Para mahasiswa IPB ini adalah Sekar Ilma Tiarani, Sri Ilmiati, Siti Nuratiah Hafsah, Arih Amirah Sari, dan Sofa Azizah. Inovasi mereka tuangkan lewat penelitian berjudul “POPOK 2 IN 1 (From Popok To Pupuk) : Inovasi Popok Ekonomis yang Ramah Lingkungan dan Aman Bagi Bayi.
Sofa Azizah, salah satu anggota peneliti menjelaskan, popok bayi sekali pakai adalah jenis umum yang digunakan masyarakat Indonesia. Penggunaanya yang praktis dan sederhana menjadi salah satu faktor penarik minat konsumen.
“Hal ini merupakan masalah besar yang harus segera diselesaikan, karena sampah plastik merupakan limbah yang penguraiannya membutuhkan waktu lama, berpotensi menjadi sumber penyakit, dan merusak nilai estetika lingkungan,” ungkap Sofa dalam penelitiannya.
Menurut Sofa, POPOK 2 IN 1 merupakan popok bayi yang didesain sedemikian rupa dan ramah lingkungan.
Bahan yang digunakan berasal dari bahan biodegradabel yang akan mengurangi resiko pencemaran plastik pada lingkungan. Limbah alami yang berasal dari kotoran bayi akan diarahkan untuk menjadi sumber pupuk organik dengan petunjuk pemanfaatan pada kemasan popok.

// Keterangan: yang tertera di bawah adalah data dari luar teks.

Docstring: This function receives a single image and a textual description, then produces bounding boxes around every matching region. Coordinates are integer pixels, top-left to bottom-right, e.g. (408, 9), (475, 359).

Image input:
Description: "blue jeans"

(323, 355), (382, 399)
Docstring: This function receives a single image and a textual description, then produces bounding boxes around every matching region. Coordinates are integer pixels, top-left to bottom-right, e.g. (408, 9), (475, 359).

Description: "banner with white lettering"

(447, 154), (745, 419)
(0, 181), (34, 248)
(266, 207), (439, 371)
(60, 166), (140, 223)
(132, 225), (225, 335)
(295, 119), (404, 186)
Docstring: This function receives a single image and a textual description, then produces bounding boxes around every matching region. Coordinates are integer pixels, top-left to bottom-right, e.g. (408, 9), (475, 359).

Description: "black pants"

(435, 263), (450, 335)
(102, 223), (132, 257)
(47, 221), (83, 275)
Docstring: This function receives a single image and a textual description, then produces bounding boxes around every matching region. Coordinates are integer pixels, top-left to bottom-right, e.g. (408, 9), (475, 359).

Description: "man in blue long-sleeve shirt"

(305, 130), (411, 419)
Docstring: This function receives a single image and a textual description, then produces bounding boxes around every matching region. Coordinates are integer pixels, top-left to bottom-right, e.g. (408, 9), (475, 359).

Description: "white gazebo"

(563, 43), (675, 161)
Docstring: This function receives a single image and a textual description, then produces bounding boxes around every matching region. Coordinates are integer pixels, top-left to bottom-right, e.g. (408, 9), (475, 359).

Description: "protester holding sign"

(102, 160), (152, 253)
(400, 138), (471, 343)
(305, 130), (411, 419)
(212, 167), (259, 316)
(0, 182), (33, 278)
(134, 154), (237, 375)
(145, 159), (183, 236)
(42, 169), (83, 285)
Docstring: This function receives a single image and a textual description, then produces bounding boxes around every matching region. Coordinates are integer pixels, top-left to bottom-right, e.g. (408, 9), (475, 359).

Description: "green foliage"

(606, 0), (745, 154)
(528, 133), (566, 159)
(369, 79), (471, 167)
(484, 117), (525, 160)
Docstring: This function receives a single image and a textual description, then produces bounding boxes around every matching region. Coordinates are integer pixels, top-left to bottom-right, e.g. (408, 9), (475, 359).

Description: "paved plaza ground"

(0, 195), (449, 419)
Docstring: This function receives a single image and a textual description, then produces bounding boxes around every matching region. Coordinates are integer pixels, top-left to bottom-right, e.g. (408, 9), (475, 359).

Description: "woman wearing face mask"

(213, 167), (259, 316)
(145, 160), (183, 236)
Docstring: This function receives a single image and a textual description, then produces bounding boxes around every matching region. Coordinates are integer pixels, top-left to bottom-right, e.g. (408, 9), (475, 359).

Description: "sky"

Desain popoknyapun dibuat sedemikian rupa agar mengurangi kontak langsung tangan ibu dengan kotoran, namun tidak mengurangi kenyamanan dan keamanan bayi. Hal ini menjadi keunggulan tersendiri, karena hampir semua manusia merasa jijik dengan kotoran, sehingga selalu menghindari kontak langsung dengannya. Akibatnya banyak pemanfaatan kotoran tidak maksimal dan malah merusak lingkungan.
“Secara ekonomis, popok ini ditargetkan dapat dijangkau oleh kalangan masyarakat Indonesia dengan tingkat ekonomi menengah ke bawah,” tambah Sofa.
Pengerjaan prototip POPOK 2 In 1 ini dimulai sejak 12 Maret 2017 hingga pertengahan Juli 2017 di sekitar kampus IPB (Dramaga), dan Laboratorium Anorganik, Kimia, IPB. Prototip ini tersusun dari tiga komponen utama yang memengaruhi pembuatan pupuk. Ketiga komponen atau bahan tersebut adalah bahan penyerap (polimer super absorben), membran biodegradabel dan kapas organik.
Sekar Ilma Tiarani menambahkan, cara pembuatan pupuk menggunakan tiga teknik pengolahan kotoran dari bayi yaitu pengeringan feses, pengomposan feses dan pengomposan dengan tanah. Bagian dalam diambil dan dicampur dengan tanah untuk dijadikan pupuk yang ditambahkan dengan EM4 serta dibiarkan tertutup selama satu minggu.
“Setelah 1 minggu, beberapa tanah diambil dan ditanami kedelai. Tanaman kedelai digunakan karena mudah diamati secara fisik sebelum dilakukan uji di laboratorium,” tambahnya.
Berdasarkan beberapa hasil pengujian, kata Sekar, POPOK 2 IN 1 memiliki potensi ekonomis dan keramahan lingkungan yang tinggi. Secara ekonomi, penggunaan POPOK 2 IN 1 dapat meminimalisir biaya hingga 30% dibandingkan dengan popok komersial yang beredar dipasaran.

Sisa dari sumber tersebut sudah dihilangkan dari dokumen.